Bhussry Seminar Series – “The Force Awakens: Mechanoregulated Ion Transport in the Distal Nephron”
Presentation: “The Force Awakens: Mechanoregulated Ion Transport in the Distal Nephron”
Speaker: Lisa M. Satlin, MD
Professor and System Chair of Pediatrics, Icahn School of Medicine at Mount Sinai (ISMMS)

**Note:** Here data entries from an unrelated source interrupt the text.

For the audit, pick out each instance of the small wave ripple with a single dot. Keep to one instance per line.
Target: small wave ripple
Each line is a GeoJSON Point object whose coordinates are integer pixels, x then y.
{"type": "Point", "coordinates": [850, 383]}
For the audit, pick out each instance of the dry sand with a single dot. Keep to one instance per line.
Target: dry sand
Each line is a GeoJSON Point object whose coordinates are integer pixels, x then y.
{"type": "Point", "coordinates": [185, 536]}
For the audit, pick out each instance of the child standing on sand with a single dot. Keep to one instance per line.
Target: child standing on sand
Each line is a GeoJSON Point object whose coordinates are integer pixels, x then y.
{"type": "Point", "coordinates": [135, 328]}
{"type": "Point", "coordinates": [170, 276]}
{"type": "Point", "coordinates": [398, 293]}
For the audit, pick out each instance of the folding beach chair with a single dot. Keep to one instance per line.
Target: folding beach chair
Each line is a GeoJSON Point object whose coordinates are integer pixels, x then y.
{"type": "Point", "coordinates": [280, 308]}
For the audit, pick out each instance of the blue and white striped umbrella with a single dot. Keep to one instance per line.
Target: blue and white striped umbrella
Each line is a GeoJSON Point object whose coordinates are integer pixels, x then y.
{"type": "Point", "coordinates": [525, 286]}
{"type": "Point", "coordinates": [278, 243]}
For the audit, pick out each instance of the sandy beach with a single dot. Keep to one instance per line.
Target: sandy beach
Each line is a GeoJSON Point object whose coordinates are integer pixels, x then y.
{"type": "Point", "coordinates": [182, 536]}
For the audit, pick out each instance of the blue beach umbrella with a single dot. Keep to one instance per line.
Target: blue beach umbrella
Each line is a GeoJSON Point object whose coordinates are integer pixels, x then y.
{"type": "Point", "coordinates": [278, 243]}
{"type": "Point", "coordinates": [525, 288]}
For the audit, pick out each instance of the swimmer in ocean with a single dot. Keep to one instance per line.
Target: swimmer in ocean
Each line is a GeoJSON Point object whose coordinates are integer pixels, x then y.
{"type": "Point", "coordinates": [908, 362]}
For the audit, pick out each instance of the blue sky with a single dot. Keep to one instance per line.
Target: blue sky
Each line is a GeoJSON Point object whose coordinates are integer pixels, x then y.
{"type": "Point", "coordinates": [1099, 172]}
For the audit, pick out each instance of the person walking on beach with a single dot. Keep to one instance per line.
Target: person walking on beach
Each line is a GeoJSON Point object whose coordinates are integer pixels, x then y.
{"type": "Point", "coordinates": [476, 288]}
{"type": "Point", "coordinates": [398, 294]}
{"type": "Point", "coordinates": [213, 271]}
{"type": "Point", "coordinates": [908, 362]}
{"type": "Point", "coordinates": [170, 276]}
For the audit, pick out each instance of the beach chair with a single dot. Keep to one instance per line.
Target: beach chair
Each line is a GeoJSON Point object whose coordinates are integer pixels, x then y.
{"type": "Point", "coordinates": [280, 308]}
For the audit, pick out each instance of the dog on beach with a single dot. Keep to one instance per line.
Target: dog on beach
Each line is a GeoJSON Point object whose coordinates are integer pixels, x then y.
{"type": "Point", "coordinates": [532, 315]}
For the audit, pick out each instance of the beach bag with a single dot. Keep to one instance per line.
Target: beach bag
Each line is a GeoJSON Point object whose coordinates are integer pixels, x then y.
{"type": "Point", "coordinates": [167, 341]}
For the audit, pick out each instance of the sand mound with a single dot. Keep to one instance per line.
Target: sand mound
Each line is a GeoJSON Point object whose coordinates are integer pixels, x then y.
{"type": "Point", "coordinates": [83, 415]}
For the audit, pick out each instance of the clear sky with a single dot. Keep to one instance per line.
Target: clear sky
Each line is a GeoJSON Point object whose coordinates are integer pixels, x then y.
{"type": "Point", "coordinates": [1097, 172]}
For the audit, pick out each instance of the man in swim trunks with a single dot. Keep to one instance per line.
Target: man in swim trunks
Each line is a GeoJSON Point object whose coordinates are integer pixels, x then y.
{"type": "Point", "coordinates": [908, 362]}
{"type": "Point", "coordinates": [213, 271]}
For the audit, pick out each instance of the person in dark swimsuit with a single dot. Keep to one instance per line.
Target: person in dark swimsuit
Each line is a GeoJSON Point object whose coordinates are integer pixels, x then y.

Pediatrician-in-Chief, Mount Sinai Kravis Children’s Hospital (KCH) in NYC
Sponsored by the Department of Biochemistry and Molecular & Cellular Biology
Abstract:
An increase in tubular fluid flow rate (TFFR) within the aldosterone sensitive distal nephron (ASDN) of the mammalian kidney, as occurs in response to volume expansion or administration of diuretics, subjects cells therein to hydrodynamic forces, including fluid shear stress, circumferential stretch and drag/torque on cilia and microvilli/microplicae. An increase in TFFR leads to a biphasic increase in cell Ca2+ concentration ([Ca2+]i) in ASDN cells, due to release of IP3-sensitive internal Ca2+ stores coupled to extracellular Ca2+ entry at the basolateral membrane, and luminal Ca2+ entry. The flow-induced increase in [Ca2+]i activates BK channel-mediated flow-induced K+ secretion (FIKS) in the ASDN. Recent studies in mice with targeted disruption of the pore-forming BKα subunit solely in ASDN intercalated cells (IC-BKα-KO) confirm a critical role of this specific cell in FIKS. Additional evidence now suggests that Piezo1, a mechanosensitive, Ca2+ permeable channel expressed along the basolateral membranes of cells in the mouse ASDN, mediate TFFR-induced basolateral Ca2+ entry into intercalated cells, a key trigger for activation of BK channels and FIKS.